Purpose/Objective(s): The addition of neoadjuvant and adjuvant (starting concurrently with postoperative radiotherapy [PORT] ± cisplatin) pembro to SOC significantly improved event-free survival (EFS) vs SOC alone for participants (pts) with resectable LA HNSCC in the randomized phase 3 KEYNOTE-689 study (NCT03765918). We present a subgroup analysis by postoperative pathological features.

Materials/Methods: Pts had resectable SCC of the oral cavity/larynx/hypopharynx (stage III/IVA) or oropharynx (stage III/IVA p16- or stage III T4 N0-2 p16+) and were randomized 1:1 to pembro 200 mg Q3W (2 cycles neoadjuvant, 3 cycles adjuvant concurrent with PORT, 12 cycles beyond PORT) + SOC vs SOC (surgery + PORT [60 Gy in 30 fractions for low risk or 66 Gy in 33 fractions for high risk] ± 3 cycles cisplatin 100 mg/m2 Q3W [high risk only]).
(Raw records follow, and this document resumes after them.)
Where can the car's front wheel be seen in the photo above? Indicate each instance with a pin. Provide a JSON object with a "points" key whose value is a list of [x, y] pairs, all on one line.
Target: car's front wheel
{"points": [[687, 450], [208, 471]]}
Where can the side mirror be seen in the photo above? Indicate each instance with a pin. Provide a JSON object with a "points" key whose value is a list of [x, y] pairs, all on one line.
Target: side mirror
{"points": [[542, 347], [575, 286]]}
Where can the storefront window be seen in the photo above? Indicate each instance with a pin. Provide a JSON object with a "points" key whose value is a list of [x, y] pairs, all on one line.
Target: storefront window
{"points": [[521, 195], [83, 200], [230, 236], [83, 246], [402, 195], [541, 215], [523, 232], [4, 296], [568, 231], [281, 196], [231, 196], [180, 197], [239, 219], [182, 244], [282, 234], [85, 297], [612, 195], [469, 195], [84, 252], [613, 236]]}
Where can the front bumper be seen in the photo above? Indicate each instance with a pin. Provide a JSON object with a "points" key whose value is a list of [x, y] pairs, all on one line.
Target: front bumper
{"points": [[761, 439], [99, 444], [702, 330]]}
Postoperative pathological features by blinded independent pathologist review were based on the presence (high risk) or absence (low risk) of positive margins (<1 mm) or extranodal extension. EFS by blinded independent central review with pembro + SOC vs SOC by risk subgroups was a prespecified exploratory analysis. Formal statistical testing was not planned. As of 25 July 2024, the median follow-up for all pts was 38.3 mo (range, 9.0–66.5).

Results: Among 363 pts randomized to pembro + SOC and 351 to SOC: 321 (88.4%) and 308 (87.7%) completed surgery; 118 (32.5%) and 156 (44.4%) had presence of high-risk features, and 196 (54.0%) and 148 (42.2%) did not. 274 pts in the pembro + SOC group and 275 in the SOC group received PORT, of whom 107 and 139 pts also received concurrent cisplatin (median 3 cycles in both groups). Median (range) total PORT dose was 60.0 Gy (2.0–70.0) in the pembro + SOC group and 66.0 Gy (6.0–72.0) in the SOC group.
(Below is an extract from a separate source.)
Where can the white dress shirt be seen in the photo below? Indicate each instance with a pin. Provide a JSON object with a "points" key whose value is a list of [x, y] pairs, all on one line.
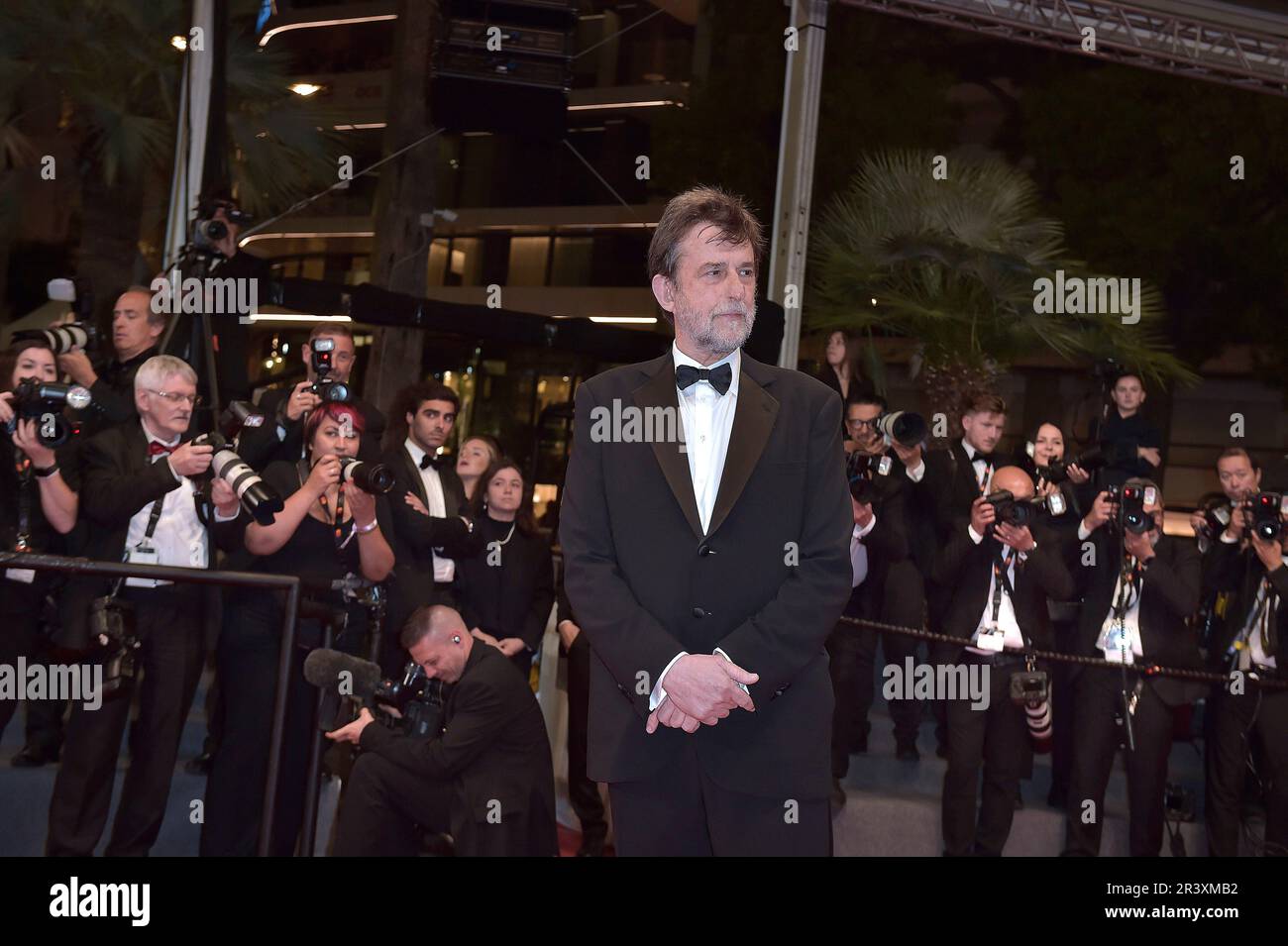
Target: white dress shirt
{"points": [[445, 569], [707, 420], [1006, 619], [179, 538]]}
In the high-risk subgroup, median EFS was 41.1 vs 19.5 mo, respectively (HR 0.73, 95% CI 0.52–1.05). The 3-year EFS was 52.0% vs 40.7%. Grade =3 TRAEs occurred in 52.1% vs 53.9% of pts. Any-cause AEs led to discontinuation of PORT in 3 pts in the pembro + SOC group and 1 pt in the SOC group.

In the low-risk subgroup, median EFS was not reached vs 51.5 mo (HR 0.74, 95% CI 0.51–1.08). The 3-year EFS was 67.7% vs 58.8%. Grade =3 TRAEs occurred in 42.9% vs 30.4% of pts. Any-cause AEs led to discontinuation of PORT in 4 pts in the pembro + SOC group and 3 pts in the SOC group.

Conclusion: Efficacy results for pts with either presence or absence of high-risk pathological features after surgery demonstrated downgrading of pathological features with the addition of neoadjuvant and adjuvant pembro to SOC, consistent with the primary analysis of KEYNOTE-689. In the pembro + SOC group, fewer pts had high-risk pathological features and more pts received a lower radiation dose and no cisplatin. The safety profile of pembro + PORT ± cisplatin was in line with expectations.